Comparing 120 and 600 min gradient triple detections, an improvement of 10 percentage points was observed for all columns in case of I-IT detection (Fig. 5). Applying C-IT detection, the improvement increases with longer columns from 3 to maximally 18 percentage points (online suppl. Fig. S6), which may be attributed to the lower MS/MS frequency: the smaller sets of ions selected for MS/MS applying C-IT detection are more likely to contain different ions from the eluting peptides, thereby increasing variation in peptide detection and ultimately protein identification. This effect becomes less pronounced when using longer gradients, since higher proteome coverage is achieved.

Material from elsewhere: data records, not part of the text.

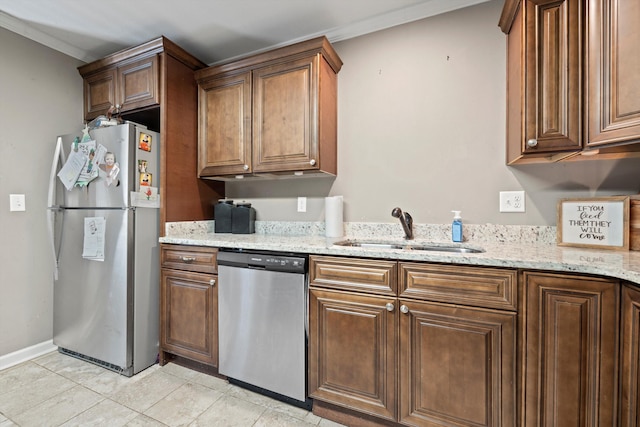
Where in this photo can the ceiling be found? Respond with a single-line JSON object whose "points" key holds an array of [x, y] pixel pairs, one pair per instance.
{"points": [[212, 30]]}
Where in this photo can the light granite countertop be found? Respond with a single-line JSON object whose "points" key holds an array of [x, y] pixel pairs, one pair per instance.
{"points": [[504, 246]]}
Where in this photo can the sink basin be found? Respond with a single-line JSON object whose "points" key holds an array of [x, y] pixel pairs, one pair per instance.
{"points": [[408, 246]]}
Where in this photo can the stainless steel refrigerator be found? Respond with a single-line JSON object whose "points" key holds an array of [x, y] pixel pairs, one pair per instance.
{"points": [[106, 285]]}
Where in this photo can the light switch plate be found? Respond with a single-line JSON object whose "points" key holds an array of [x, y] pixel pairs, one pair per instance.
{"points": [[17, 202], [302, 204], [512, 201]]}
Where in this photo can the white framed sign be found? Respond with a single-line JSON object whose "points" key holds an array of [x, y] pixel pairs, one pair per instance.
{"points": [[599, 222]]}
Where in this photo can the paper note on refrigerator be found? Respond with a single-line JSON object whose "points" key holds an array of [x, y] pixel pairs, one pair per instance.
{"points": [[70, 171], [93, 245]]}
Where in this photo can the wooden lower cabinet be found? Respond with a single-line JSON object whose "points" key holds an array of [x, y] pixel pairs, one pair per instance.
{"points": [[406, 361], [353, 352], [457, 365], [570, 350], [189, 305], [630, 358]]}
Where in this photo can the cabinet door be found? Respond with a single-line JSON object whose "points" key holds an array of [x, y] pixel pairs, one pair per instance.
{"points": [[630, 358], [138, 84], [352, 351], [457, 366], [570, 350], [553, 82], [189, 315], [224, 135], [285, 121], [614, 71], [99, 93]]}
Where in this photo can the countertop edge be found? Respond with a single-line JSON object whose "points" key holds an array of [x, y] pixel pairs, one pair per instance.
{"points": [[623, 265]]}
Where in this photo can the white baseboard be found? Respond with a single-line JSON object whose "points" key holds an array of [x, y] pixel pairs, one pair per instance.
{"points": [[12, 359]]}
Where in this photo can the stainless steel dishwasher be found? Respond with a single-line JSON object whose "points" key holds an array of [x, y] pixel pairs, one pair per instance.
{"points": [[262, 326]]}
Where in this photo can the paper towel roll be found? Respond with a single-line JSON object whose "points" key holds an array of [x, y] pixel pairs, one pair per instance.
{"points": [[333, 216]]}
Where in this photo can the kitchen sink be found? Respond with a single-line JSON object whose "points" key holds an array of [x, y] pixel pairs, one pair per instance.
{"points": [[408, 246]]}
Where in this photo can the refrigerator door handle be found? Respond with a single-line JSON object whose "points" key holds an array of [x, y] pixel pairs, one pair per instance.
{"points": [[58, 156]]}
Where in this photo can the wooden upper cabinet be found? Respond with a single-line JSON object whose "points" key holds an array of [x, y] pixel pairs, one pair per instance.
{"points": [[544, 80], [570, 350], [614, 72], [154, 85], [270, 114], [553, 91], [129, 85], [99, 93], [573, 83], [138, 83], [224, 143]]}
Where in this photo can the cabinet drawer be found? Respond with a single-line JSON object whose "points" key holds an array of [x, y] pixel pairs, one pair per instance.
{"points": [[474, 286], [348, 274], [189, 258]]}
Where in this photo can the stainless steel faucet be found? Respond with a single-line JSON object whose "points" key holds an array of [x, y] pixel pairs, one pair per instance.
{"points": [[405, 220]]}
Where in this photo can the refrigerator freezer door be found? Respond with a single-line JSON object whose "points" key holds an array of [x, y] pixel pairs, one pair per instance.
{"points": [[92, 311], [104, 192]]}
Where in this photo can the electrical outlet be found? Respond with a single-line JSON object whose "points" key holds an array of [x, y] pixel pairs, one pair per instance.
{"points": [[512, 201], [302, 204], [17, 202]]}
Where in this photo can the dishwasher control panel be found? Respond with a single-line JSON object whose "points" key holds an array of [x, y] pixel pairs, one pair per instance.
{"points": [[266, 261]]}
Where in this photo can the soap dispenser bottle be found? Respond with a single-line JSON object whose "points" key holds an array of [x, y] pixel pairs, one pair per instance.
{"points": [[456, 227]]}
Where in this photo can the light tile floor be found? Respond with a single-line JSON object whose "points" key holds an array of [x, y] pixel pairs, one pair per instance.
{"points": [[59, 390]]}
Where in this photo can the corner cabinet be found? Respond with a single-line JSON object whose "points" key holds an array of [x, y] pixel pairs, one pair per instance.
{"points": [[189, 304], [411, 343], [572, 79], [270, 114], [153, 85]]}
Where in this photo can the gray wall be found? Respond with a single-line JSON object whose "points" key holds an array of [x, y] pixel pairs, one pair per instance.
{"points": [[422, 126], [40, 98]]}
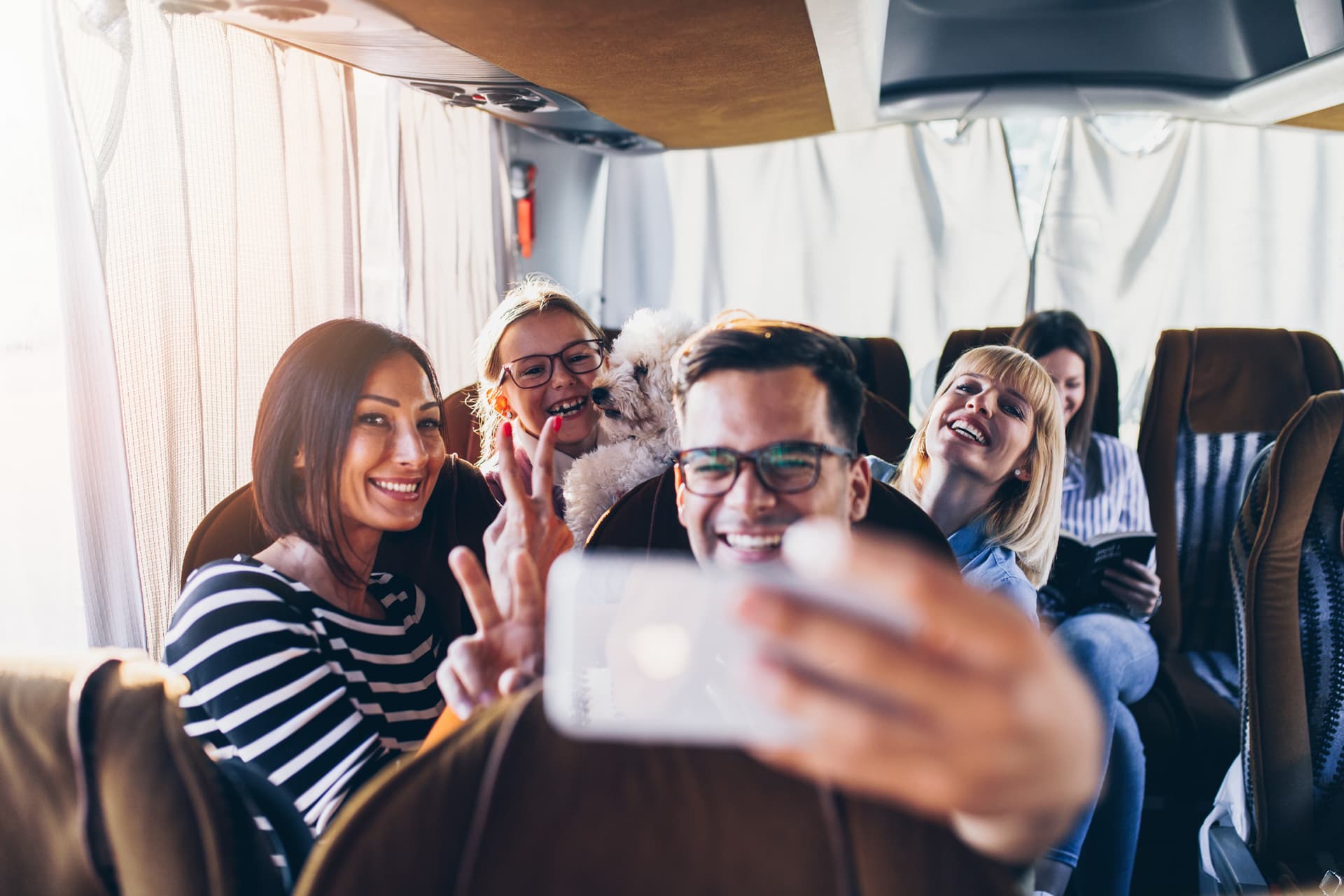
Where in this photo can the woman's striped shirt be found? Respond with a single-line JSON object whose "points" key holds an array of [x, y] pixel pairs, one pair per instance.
{"points": [[312, 696], [1104, 493]]}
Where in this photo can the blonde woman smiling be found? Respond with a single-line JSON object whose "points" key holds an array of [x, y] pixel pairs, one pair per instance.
{"points": [[986, 465]]}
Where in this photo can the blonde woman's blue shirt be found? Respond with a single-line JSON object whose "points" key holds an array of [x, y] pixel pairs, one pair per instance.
{"points": [[991, 566]]}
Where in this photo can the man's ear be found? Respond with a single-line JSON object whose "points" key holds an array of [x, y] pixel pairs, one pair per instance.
{"points": [[860, 489]]}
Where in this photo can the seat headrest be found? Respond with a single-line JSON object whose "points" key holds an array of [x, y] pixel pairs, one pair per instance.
{"points": [[1245, 381]]}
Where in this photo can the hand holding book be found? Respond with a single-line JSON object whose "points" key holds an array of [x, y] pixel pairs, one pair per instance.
{"points": [[1109, 568], [1136, 586]]}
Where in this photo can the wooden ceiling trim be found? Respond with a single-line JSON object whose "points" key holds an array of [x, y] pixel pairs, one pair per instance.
{"points": [[686, 73], [1331, 118]]}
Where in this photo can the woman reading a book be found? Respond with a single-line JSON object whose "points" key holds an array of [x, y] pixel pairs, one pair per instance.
{"points": [[986, 465], [1102, 625]]}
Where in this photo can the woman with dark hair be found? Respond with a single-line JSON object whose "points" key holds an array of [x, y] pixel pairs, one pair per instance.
{"points": [[1104, 492], [304, 663]]}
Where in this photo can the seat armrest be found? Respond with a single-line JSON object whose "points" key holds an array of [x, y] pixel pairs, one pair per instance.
{"points": [[1233, 862]]}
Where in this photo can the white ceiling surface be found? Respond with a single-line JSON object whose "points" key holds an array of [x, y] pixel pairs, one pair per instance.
{"points": [[850, 36]]}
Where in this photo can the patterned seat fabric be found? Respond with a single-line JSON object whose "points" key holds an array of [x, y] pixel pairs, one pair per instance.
{"points": [[1320, 613], [1320, 606], [1210, 473]]}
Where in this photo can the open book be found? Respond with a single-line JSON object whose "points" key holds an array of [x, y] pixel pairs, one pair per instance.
{"points": [[1079, 564]]}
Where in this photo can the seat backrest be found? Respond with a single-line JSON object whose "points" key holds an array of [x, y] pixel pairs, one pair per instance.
{"points": [[1215, 398], [460, 433], [457, 512], [108, 794], [1107, 413], [622, 818], [882, 365], [1288, 575], [645, 519]]}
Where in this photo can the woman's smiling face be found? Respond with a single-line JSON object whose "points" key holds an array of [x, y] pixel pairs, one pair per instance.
{"points": [[396, 449], [565, 396], [981, 428]]}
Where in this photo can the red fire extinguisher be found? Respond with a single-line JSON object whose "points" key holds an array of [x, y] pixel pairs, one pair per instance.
{"points": [[522, 184]]}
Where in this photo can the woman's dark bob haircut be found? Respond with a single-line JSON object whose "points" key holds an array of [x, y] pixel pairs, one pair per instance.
{"points": [[1041, 335], [309, 406]]}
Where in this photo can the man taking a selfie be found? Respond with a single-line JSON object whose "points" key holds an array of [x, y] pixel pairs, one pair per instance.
{"points": [[971, 719]]}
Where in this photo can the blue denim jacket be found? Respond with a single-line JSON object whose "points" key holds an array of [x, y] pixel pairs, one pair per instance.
{"points": [[991, 566]]}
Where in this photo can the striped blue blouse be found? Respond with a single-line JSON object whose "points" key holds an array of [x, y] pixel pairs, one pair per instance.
{"points": [[1105, 493], [314, 697], [1102, 493]]}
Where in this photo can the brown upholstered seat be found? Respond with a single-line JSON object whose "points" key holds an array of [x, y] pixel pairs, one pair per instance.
{"points": [[1215, 398], [1287, 562], [106, 793], [881, 365], [457, 512], [508, 806], [645, 519], [1107, 414]]}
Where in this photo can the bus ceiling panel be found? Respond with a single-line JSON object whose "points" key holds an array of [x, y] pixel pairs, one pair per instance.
{"points": [[359, 34], [1184, 45], [685, 73]]}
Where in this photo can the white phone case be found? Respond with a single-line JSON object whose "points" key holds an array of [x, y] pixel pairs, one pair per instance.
{"points": [[647, 649]]}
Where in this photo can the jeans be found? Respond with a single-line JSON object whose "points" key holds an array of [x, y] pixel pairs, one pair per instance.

Notably, nearly all proteins detected by a short gradient were also detected by longer gradients independent of the mass spectrometer and sample (see rows in Fig. 5 and online suppl. Fig. S6) though the effect is more pronounced with I-IT detection (83-99% C-IT vs. 92-100% I-IT). Hence, with the application of a longer gradient, the set of detected proteins is strictly growing.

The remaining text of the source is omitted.